The Navy appears to be the biggest winner in this year’s budget, receiving a 6 percent increase in its budget over last year – mainly to build new airplanes and ships. Gates has also said he wants to strengthen the overall force, which is straining under more than seven years of war.

There are budget provisions for military healthcare (costs that defense officials say are eating into the Pentagon’s budget), an increase in ground forces, and family support and housing. This year’s “reform” budget request tries to do more for troops, with a 9 percent increase in funding for military personnel – pay and healthcare, for example.

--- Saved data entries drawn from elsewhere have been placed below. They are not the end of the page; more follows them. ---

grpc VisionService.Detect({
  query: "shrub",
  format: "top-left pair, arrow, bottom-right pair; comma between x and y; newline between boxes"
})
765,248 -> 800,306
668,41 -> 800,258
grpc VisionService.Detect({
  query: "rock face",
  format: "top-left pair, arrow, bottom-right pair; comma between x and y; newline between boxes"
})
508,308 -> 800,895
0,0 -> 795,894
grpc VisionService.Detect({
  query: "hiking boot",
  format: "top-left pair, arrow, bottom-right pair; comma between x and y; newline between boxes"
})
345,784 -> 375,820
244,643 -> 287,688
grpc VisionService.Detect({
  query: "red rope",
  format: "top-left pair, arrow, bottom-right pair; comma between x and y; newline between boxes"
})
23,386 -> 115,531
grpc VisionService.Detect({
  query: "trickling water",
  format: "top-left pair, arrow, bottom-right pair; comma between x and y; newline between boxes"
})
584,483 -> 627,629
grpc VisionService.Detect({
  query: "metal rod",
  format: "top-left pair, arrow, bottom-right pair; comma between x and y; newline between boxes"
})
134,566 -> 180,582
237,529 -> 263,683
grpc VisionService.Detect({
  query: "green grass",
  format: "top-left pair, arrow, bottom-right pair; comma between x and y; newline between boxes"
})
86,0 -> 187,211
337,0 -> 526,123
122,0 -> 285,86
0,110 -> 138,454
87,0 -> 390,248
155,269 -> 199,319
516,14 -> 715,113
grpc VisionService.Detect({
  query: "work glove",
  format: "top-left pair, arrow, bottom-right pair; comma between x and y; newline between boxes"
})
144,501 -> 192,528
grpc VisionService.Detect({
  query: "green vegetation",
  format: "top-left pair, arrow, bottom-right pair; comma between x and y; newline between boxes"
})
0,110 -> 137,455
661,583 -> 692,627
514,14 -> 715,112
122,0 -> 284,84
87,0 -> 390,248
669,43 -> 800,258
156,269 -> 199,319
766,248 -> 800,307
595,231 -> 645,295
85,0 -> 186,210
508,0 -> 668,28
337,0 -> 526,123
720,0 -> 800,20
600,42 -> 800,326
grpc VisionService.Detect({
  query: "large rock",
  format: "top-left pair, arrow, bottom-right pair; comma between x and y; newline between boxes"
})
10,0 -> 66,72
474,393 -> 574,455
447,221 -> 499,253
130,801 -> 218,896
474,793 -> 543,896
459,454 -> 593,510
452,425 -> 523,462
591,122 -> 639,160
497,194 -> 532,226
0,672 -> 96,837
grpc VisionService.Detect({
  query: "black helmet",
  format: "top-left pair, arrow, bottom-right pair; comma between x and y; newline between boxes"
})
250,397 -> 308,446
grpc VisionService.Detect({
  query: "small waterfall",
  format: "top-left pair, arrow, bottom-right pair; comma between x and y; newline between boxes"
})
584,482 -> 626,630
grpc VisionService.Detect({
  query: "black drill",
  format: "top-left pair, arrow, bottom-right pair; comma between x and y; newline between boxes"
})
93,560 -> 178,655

The Pentagon budget represents a 4 percent increase over last year’s budget, but defense officials say the days of wild defense spending for the wars must come to an end. The new budget takes steps to terminate programs deemed as irrelevant or that represent careless spending of taxpayer dollars.

“On balance, I believe Secretary of Defense Gates’s recent decisions as reflected in the budget released today will enhance our overall military capabilities,” said Andrew Krepinevich, president of the Center for Strategic and Budgetary Assessments, a public policy group in Washington, in a prepared statement.

The controversial budget, he added, will spark a much-needed discussion about America’s “defense posture.”

This year’s budget puts a nominal end to funding the wars in Iraq and Afghanistan by using so-called supplemental budget requests. Under this accounting practice, the Bush administration funded the wars on an “emergency basis” with little public scrutiny. Starting this year, the supplemental request will become known as the “overseas contingency operation,” and it will theoretically include as much oversight as any other budgetary request.